- 2 large carrots roughly chopped
- 3 celery sticks roughly chopped
- 1 red capsicum chopped
- 1 Onion halved
- 2 garlic cloves
- 30 grams olive oil
- 600 grams Beef mince
- 2 tbsp EDC stock
- 2 heaped tablespoons tomato paste
- 650 grams tomato passata, or tinned chopped tomatoes
- 1 tablespoon Italian dried herbs
- Salt & pepper to taste
1. Add carrot, celery & capsicum to TM bowl, Chop 3 seconds, Speed 5, set aside.
2. Add onion & garlic cloves to TM bowl, Chop 3 seconds, Speed 5. Scrape down sides of bowl.
3. Add oil & sauté on Varoma, 3 minutes, Speed 1.
4. Add mince to TM bowl & cook 100 Degrees, 8 minutes, Reverse, Speed 1.
5. Add reserved vegetables, EDC stock, tomato paste, tomato passata, italian dried herbs, & salt and pepper to taste.
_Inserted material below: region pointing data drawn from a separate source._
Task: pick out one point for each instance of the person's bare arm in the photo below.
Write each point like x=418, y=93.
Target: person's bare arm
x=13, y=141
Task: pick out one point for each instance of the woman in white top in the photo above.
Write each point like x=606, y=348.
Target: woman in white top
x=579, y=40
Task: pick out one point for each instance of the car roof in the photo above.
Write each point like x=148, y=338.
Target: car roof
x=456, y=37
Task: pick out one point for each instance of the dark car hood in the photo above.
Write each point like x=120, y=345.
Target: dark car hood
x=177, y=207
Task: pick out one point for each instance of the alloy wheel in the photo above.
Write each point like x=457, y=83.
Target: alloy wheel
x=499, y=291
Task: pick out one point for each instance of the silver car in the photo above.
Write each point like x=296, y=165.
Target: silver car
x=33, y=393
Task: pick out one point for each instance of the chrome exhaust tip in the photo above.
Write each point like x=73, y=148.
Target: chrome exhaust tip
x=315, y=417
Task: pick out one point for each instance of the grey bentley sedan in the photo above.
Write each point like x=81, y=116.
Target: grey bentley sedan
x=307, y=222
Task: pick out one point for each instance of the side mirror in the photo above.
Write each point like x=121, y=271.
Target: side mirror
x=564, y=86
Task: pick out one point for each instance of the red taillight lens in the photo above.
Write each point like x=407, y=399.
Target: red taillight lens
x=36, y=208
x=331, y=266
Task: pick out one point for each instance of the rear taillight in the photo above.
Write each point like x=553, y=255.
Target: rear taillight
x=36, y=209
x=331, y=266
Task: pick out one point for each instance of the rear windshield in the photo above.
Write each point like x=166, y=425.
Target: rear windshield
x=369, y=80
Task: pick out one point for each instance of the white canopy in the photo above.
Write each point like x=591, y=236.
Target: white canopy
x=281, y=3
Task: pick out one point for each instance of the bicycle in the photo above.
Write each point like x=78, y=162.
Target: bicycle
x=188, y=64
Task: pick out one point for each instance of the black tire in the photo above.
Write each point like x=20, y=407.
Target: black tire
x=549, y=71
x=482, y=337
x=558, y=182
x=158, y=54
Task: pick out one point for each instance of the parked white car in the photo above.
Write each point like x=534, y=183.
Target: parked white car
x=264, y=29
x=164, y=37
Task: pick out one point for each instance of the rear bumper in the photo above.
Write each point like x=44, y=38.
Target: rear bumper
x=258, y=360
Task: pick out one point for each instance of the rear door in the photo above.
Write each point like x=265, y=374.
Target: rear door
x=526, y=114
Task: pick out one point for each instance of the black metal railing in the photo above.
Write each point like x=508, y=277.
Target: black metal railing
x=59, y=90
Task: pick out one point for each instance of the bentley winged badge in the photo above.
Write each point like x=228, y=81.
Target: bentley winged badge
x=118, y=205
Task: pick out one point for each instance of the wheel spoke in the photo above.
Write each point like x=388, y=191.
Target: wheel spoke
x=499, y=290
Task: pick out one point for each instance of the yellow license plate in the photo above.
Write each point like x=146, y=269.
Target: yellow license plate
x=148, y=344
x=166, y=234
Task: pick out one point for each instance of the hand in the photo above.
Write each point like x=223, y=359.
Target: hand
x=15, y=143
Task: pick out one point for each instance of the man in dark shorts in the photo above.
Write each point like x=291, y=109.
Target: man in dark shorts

Using TM spatula briefly stir the mixture and cook 100 Degrees, 60 minutes, Reverse, Speed 1.
(Note: total cooking time in step 5 as above, can be reduced to 40 minutes, however more flavoursome if cooked for longer).
6. Once cooked, place Bolognese Sauce in thermoserver and recommend to serve over cooked pasta as in the EDC Cookbook & sprinkled with parmesan cheese.